Logistic Regression: Mean Accuracy = 84.00% - SD Accuracy = 6.24%
K Nearest Neighbor: Mean Accuracy = 91.25% - SD Accuracy = 5.15%
Kernel SVM: Mean Accuracy = 90.75% - SD Accuracy = 4.88%
Naive Bayes: Mean Accuracy = 88.75% - SD Accuracy = 5.15%
Decision Tree: Mean Accuracy = 85.75% - SD Accuracy = 5.71%
Random Forest: Mean Accuracy = 89.25% - SD Accuracy = 4.48%


## **Confusion Matrix**

It can be used to find the number of correct and incorrect entries.

*   If an individual has not purchased an iPhone and the expected value states that they have not purchased, it is a true negative (TN), i.e., the actual value is 0 and the predicted value is also 0.

*   If an individual has not purchased an iPhone but the expected value states that they have, it is a false positive (FP), i.e., the actual value is 0 and the value expected is 1.

*   If an individual has purchased an iPhone but the expected value states that they have not, it is a false negative (FN), i.e., the real value is 1 and the value expected is 0.

*   If an individual has purchased an iPhone and the expected value also says that they have purchased it is True Positive (TP), i.e., the actual value is 1 and the predicted value is also 1.

**Accuracy score:** This is the most common metric that is used to verify model accuracy. In other words, it is the proportion of the overall number of accurate predictions to the total number of predictions.

**Accuracy score = (TP+TN)/(TP+TN+FP+FN)**

**Recall score:** It is the proportion of positive incidents that we correctly expected. 

**Recall score = TP/(TP+FN)**

**Precision score:** This is the proportion of positive outcomes expected that are currently positive. 

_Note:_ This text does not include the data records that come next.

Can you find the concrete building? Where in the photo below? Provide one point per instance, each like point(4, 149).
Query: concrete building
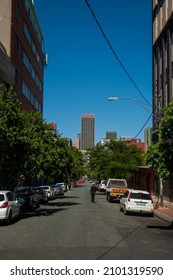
point(162, 58)
point(7, 70)
point(111, 135)
point(77, 141)
point(87, 131)
point(162, 72)
point(148, 137)
point(21, 37)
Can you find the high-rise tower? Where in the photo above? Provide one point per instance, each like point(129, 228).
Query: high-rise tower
point(87, 131)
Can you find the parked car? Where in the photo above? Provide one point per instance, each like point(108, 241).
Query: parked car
point(102, 186)
point(64, 186)
point(42, 194)
point(50, 192)
point(27, 197)
point(10, 208)
point(80, 182)
point(136, 201)
point(58, 189)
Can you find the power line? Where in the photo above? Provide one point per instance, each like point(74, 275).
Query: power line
point(141, 128)
point(116, 56)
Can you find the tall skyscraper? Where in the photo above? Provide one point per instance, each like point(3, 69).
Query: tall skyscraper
point(87, 131)
point(111, 135)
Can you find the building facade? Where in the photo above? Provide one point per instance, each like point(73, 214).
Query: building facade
point(111, 135)
point(21, 37)
point(162, 72)
point(162, 59)
point(87, 131)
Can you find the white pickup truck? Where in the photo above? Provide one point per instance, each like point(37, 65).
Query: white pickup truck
point(115, 189)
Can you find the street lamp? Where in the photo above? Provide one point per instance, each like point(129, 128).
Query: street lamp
point(156, 116)
point(133, 99)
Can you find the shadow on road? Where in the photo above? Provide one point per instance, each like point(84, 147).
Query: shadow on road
point(166, 227)
point(63, 203)
point(41, 212)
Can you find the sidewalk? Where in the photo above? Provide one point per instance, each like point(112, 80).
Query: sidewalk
point(165, 212)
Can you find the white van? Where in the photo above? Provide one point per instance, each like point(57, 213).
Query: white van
point(102, 186)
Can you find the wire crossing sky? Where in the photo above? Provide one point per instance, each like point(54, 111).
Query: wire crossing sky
point(82, 73)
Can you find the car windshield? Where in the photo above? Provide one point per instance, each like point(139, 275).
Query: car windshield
point(22, 191)
point(143, 196)
point(119, 184)
point(1, 197)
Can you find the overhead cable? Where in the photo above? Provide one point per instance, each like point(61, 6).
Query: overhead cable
point(141, 128)
point(116, 56)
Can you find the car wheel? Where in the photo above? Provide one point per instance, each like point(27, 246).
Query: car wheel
point(31, 206)
point(20, 213)
point(9, 220)
point(125, 210)
point(120, 209)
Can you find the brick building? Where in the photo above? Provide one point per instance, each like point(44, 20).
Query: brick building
point(22, 39)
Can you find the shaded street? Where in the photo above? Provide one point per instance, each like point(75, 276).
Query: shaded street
point(71, 227)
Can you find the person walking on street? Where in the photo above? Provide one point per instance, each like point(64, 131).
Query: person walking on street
point(92, 192)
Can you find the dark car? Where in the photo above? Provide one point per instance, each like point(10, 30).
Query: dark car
point(58, 189)
point(42, 194)
point(27, 197)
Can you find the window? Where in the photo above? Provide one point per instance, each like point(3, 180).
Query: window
point(10, 196)
point(16, 44)
point(31, 97)
point(17, 10)
point(1, 197)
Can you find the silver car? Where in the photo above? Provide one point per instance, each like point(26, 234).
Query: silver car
point(10, 208)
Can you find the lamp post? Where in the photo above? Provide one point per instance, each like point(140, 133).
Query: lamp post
point(144, 106)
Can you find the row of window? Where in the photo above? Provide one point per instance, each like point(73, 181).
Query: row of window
point(32, 71)
point(157, 8)
point(30, 96)
point(32, 44)
point(33, 21)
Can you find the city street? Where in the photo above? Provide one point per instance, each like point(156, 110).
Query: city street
point(72, 228)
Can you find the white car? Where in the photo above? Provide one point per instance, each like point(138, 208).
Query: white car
point(64, 186)
point(102, 186)
point(50, 191)
point(136, 201)
point(10, 208)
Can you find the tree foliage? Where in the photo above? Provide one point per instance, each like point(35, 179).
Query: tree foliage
point(30, 148)
point(160, 155)
point(114, 159)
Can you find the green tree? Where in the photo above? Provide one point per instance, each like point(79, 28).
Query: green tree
point(114, 159)
point(12, 143)
point(29, 147)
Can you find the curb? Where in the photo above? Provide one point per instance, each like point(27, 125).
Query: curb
point(163, 216)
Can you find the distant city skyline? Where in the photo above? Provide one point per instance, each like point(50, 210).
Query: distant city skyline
point(87, 137)
point(82, 71)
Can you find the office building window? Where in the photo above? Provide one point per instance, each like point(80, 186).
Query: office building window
point(31, 97)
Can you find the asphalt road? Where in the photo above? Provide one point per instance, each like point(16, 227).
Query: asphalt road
point(74, 228)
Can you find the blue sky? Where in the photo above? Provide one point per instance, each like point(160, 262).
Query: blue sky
point(82, 70)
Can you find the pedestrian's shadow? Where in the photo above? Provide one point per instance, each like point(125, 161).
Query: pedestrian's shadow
point(169, 226)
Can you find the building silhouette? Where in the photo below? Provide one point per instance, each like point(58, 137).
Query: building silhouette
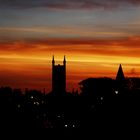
point(120, 79)
point(59, 77)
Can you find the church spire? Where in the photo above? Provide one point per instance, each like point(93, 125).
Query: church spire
point(120, 75)
point(53, 62)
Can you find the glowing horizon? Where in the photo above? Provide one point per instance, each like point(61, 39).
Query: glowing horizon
point(96, 36)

**Precision score = TP/(TP+FP)**





In [50]:
# Ensure we have the best model from the Random Forest GridSearchCV
from sklearn.ensemble import RandomForestClassifier
from sklearn.model_selection import GridSearchCV

# Define Random Forest and parameter grid
rf = RandomForestClassifier()
param_grid = {
    'n_estimators': [100, 200],
    'max_features': ['sqrt', 'log2'],
    'max_depth': [None, 10, 20],
    'min_samples_split': [2, 5],
    'min_samples_leaf': [1, 4],
    'bootstrap': [True, False]
}

# Perform grid search (using a smaller parameter grid for faster execution)
grid_search = GridSearchCV(estimator=rf, param_grid=param_grid, cv=3, scoring='accuracy', n_jobs=-1)
grid_search.fit(X_train, y_train)

# Get the best model
best_model = grid_search.best_estimator_
print(f"Best parameters: {grid_search.best_params_}")
print(f"Best cross-validation score: {grid_search.best_score_:.4f}")

In [51]:
y_pred = best_model.predict(X_test)

In [53]:
# Step 7 - Confusion matrix
from sklearn import metrics
cm = metrics.confusion_matrix(y_test, y_pred) 
print("Confusion Matrix:\n",cm)
accuracy = metrics.accuracy_score(y_test, y_pred) 
print("Accuracy score:",accuracy)
precision = metrics.precision_score(y_test, y_pred) 
print("Precision score:",precision)
recall = metrics.recall_score(y_test, y_pred) 
print("Recall score:",recall)


Confusion Matrix:
 [[30  2]
 [ 1  7]]
Accuracy score: 0.925
Precision score: 0.7777777777777778
Recall score: 0.875


### **Conclusion**

From the results, we can see that KNN and Kernel SVM have done better than the others for this particular dataset. So, we will shortlist these two for this project. This is precisely the same result that we arrived at by independently applying each of those algorithms.